Bien sûr, il est en réalité difficile de savoir qui fut le plus influent dans ce concert des nations. Le dentiste le fut-il tant que ça ? En tout cas il a tout fait pour arriver à ses fins. Son intervention la plus déterminante advint alors que les troupes sudistes approchaient de Washington. L’Angleterre souhaitait que la France s’allie à elle pour soutenir les Confédérés. Et pour gagner du temps, le Dr Evans proposa à Napoléon III d’aller lui même enquêter aux Etats-Unis et de rassembler des preuves pour confirmer son intuition : que le Nord allait de toute façon gagner la guerre. « Sire, vous ne pouvez pas songer à reconnaître le gouvernement de Jefferson Davis, car le démembrement de notre grande Union fondée par Washington serait un crime. Si vous y contribuiez, les Etats du Nord ne l’oublieraient pas et maudiraient votre nom à tout jamais. Je vais aller aux Etats-Unis. Je vais partir par le premier bateau, pour me rendre compte par moi-même de la situation. J’irai directement à Washington voir M. Lincoln et M. Seward, et je vous rapporterai exactement la vérité ; je vous dirai s’ils croient et s’ils ont de bonnes raisons pour croire que la fin de la guerre n’est pas si éloignée. Et je suppliai Sa Majesté de ne pas agir avant que j’eusse pu lui rapporter ce que j’aurais appris au sujet de la guerre par des observations et une enquête personnelles.»
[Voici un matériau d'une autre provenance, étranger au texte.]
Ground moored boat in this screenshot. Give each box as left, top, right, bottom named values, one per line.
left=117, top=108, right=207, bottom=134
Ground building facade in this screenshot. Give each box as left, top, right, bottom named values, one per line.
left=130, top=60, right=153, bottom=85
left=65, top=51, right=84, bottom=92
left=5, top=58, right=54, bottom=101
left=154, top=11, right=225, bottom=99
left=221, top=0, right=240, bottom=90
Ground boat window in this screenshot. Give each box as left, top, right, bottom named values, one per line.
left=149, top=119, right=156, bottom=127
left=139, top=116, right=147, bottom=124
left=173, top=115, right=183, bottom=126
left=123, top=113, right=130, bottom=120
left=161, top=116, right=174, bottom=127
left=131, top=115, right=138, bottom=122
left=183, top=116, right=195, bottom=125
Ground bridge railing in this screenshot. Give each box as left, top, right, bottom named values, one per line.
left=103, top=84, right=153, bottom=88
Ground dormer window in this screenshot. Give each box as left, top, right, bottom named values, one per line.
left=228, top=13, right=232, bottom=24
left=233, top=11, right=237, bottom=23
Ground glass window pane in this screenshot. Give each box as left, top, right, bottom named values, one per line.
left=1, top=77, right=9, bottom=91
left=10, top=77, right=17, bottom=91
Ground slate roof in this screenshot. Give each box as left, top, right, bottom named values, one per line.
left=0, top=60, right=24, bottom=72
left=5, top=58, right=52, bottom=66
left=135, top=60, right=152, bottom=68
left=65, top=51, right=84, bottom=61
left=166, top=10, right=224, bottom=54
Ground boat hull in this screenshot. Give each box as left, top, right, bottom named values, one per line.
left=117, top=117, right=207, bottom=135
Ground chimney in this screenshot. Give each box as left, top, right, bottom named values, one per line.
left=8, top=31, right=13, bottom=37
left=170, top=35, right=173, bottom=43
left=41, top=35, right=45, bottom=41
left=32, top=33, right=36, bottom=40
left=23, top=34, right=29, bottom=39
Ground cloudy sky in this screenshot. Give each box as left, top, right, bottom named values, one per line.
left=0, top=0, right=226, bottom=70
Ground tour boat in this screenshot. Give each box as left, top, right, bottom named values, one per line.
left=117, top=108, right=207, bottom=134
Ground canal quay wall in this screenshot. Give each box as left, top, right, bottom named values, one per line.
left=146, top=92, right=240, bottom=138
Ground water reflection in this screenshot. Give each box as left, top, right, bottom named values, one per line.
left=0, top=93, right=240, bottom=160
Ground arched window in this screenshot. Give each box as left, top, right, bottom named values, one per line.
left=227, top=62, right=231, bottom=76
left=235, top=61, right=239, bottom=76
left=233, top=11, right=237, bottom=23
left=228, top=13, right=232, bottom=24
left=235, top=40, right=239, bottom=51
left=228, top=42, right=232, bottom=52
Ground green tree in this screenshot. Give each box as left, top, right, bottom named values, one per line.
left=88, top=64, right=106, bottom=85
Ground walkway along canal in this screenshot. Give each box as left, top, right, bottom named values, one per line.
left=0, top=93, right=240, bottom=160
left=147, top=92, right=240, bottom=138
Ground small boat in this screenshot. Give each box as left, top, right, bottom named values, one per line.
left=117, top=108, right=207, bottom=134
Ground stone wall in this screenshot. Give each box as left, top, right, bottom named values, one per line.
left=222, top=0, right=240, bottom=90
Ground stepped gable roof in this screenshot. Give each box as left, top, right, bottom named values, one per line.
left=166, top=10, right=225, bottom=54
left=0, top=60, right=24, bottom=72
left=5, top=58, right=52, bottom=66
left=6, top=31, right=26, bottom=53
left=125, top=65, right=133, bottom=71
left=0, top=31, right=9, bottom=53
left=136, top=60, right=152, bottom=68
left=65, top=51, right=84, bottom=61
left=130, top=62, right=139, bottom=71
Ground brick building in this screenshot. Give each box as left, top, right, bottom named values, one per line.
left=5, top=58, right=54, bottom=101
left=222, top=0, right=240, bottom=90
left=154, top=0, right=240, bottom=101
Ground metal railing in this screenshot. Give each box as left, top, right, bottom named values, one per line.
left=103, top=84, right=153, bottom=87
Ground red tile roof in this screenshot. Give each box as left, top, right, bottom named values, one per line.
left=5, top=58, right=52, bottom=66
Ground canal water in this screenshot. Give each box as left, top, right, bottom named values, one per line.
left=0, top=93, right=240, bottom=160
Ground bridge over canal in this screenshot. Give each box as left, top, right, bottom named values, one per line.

Napoléon III acquiesça : «Je ne crois pas que je reconnaîtrai la Confédération du Sud avant que vous ayez eu l’occasion de me communiquer les résultats de votre enquête. »

Evans débarque à New-York le 23 août 1864. Fait hallucinant, le dentiste de Napoléon est immédiatement reçu par le Secrétaire d’Etat (Seward) puis par le président Abraham Lincoln, avant d’être envoyé durant cinq jours au quartier général de l’Armée du Potomac avec le général Grant qui tente alors de prendre Richmond !!!

Ulysses S. Grant
Ulysses S. Grant

Le Dr Evans rentre à Paris en novembre 1864 et il contribue à convaincre l’empereur : « Lorsque le plan de campagne concerté entre Grant et Sherman me fut connu, je vis d’après mes cartes que c’était le « commencement de la fin », assure Evans dans ses mémoires. Certes, le Nord se portait bien mieux depuis la victoire de Gettysburg en juillet 1863, qui fut le véritable tournant de la guerre de Sécession. Un autre événement était advenu : Abraham Lincoln avait emporté l’assentiment des peuples européens suite au 1er janvier 1863, date à laquelle il avait proclamé l’émancipation des esclaves et en avait ainsi fait officiellement un enjeu de la guerre.

En 1864 il était ainsi plus facile de prédire l’issue de la Guerre Civile. Mais ça n’enlève rien aux mérites de Thomas Evans qui n’en fut pas moins convainquant !

Par ailleurs, le dentiste ne pouvait jamais faire une seule chose à la fois. Alors, durant ses cinq jours sur le front de la Guerre de Sécession, il nota abondamment comment les services médicaux de l’Union étaient organisés, et il rédigea un livre entier sur le sujet afin d’aider les troupes françaises à mieux soigner leurs blessés.

Ainsi, des années plus tard, alors qu’un fiacre noir s’était arrêté à son domicile parisien, juste de l’autre côté de la rue, un camp de tentes offertes par l’US Army était alors en train d’accueillir les blessés rapatriés de Sedan. Le Dr Evans, sans forcément avoir cherché la publicité, rentrait ainsi discrètement dans la grande Histoire.